Use elixir Altai (&#34;Vitavis&#34;) in combination with ion-activated with water by means of such a complex contingent cancer patients as patients with metastatic bone fractures of the upper and lower limbs can reduce the early postoperative period, and to reduce to a minimum infectious complications and improve quality of life. The problem of postoperative complications, until now, is not solved. In oncologic patients, and those more in by III and As IV stages occurs it immunnodefitsit, which is caused not only by basic disease, but also by conse-quences of khimio- beam therapy. In connection with this appears the difficulty in the surgical treatment, caused by postoperative complications.
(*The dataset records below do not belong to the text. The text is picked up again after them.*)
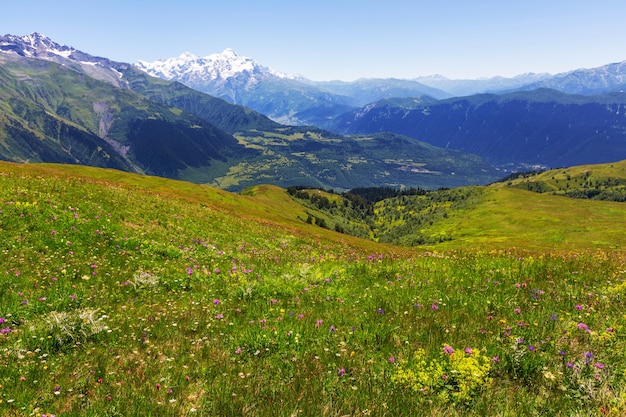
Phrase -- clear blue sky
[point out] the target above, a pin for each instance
(342, 39)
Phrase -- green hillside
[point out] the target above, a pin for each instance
(123, 294)
(597, 182)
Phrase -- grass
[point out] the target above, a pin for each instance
(129, 295)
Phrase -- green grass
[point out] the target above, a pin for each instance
(130, 295)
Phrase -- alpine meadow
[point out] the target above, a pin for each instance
(381, 247)
(131, 295)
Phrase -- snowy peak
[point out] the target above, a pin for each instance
(193, 70)
(34, 45)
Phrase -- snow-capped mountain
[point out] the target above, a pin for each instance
(39, 46)
(34, 45)
(286, 99)
(600, 80)
(198, 71)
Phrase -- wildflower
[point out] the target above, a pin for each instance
(448, 349)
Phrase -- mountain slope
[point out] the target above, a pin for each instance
(515, 131)
(135, 133)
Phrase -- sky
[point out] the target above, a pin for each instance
(342, 39)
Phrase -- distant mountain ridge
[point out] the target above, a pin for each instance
(286, 99)
(63, 105)
(299, 101)
(517, 131)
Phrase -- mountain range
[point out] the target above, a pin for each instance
(526, 122)
(59, 104)
(297, 100)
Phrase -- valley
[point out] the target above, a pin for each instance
(407, 253)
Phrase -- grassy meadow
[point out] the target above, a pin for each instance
(126, 295)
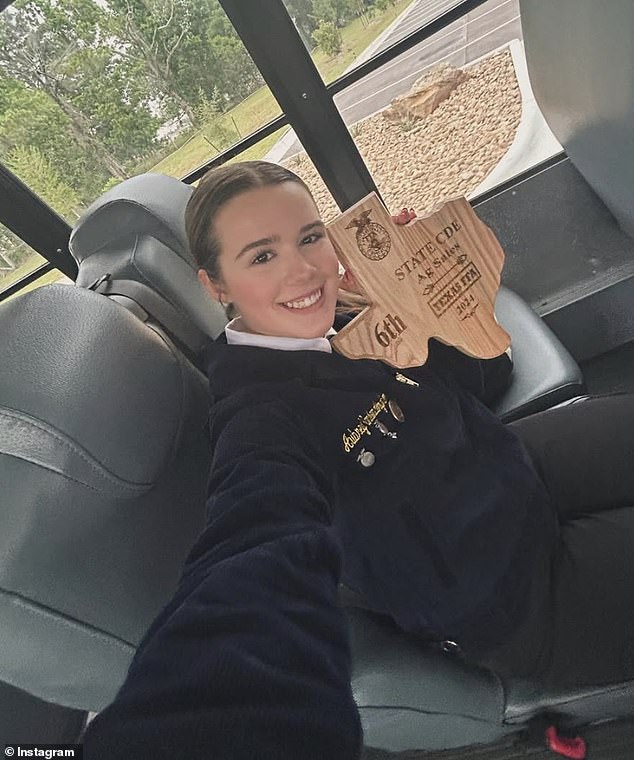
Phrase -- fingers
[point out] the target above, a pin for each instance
(405, 216)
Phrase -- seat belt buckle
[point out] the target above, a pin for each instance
(571, 747)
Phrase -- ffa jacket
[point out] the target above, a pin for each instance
(438, 509)
(429, 502)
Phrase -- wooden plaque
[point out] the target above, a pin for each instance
(435, 277)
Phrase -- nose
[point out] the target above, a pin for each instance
(299, 267)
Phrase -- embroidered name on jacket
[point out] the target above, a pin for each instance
(352, 436)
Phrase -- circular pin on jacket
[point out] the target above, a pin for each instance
(366, 458)
(396, 411)
(384, 430)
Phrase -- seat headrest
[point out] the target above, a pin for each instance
(136, 233)
(150, 204)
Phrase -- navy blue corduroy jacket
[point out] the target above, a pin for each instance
(250, 659)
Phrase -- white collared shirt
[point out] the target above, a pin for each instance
(236, 335)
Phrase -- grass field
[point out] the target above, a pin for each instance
(260, 107)
(26, 268)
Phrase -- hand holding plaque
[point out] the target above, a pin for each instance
(436, 277)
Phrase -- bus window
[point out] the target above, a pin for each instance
(18, 260)
(76, 120)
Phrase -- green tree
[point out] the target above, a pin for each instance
(328, 37)
(302, 13)
(33, 168)
(31, 117)
(213, 127)
(337, 12)
(153, 33)
(36, 43)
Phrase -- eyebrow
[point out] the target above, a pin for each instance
(268, 241)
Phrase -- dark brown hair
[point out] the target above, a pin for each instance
(218, 187)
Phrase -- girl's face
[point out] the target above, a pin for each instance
(277, 264)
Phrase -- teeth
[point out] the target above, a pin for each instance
(304, 303)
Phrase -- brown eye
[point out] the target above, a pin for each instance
(262, 257)
(312, 238)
As a result surgical treatment appears surgical injury, oxidizing stress, disturbance of homeostasis and oppression of immunity, which leads to an even larger disturbance of immunity in oncologic patients, which decreases the unspecific resistibility of organism. The application of adaptogena of the elixir of Altai (“Vitavis”) in combination with the ionic- activated aqueous means makes it possible to level and to reduce on no oxidizing stress, to increase the unspecific resistibility of the organism of oncologic patient and to increase immuni-ty. Moreover, powerful antioxidant - the ionic- activated aqueous means strengthens the action of adaptogena of the elixer of Altai (“Vitavis”), which leads to the decrease of postoperative infectious complications, reduces postoperative period, improves the quality of life and enlarges indications to the surgical treatment in oncologic patients with III it and IV by the stages of diseases.


2012 ◽  
Vol 20 (11) ◽  
pp. 2687-2695 ◽  
Author(s):  
Christine L. Paul ◽  
Tara Clinton-McHarg ◽  
Marita Lynagh ◽  
Robert W. Sanson-Fisher ◽  
Flora Tzelepis

2021 ◽  
Vol 2 (3) ◽  
pp. 42-47
Author(s):  
O. Yu. Kutsevalova ◽  
Yu. Yu. Kozel ◽  
N. E. Nifantiev ◽  
A. V. Antonets ◽  
V. B. Krylov

The regimens of anticancer therapy have been intensified and methods of high-dose chemotherapy (HDCT) have been introduced for recent years which made it possible to achieve significant progress in the results of tumor treatments. Intensification of chemotherapy regimens in cancer patients leads to the emergence of risk factors of invasive candidiasis (IC) development: agranulocytosis, disruption of the integrity of the mucous membranes, prolonged use of CVC, repeated antibiotic therapy, long-term parenteral nutrition. Thus, intensification of anticancer therapy may be accompanied by an increase in infection-mediated mortality.IC is the most common invasive mycosis in Russia. More than 11 thousand cases of IC occur in our country every year. The frequency IC in Russia is 8.29 per 100 thousand of the population, which corresponds to the results of the LIFE study in European countries where this indicator varies from 2.2 to 11 per 100 thousand of the population. There are no clinical signs or symptoms specific for IC. It develops in patients with concomitant diseases, which significantly complicates the diagnosis. In this regard, an urgent issue is to improve the diagnosis of candidal infectious complications in cancer patients in order to optimize treatment by studying serological markers that have the greatest value in the diagnosis of infectious complications in cancer patients.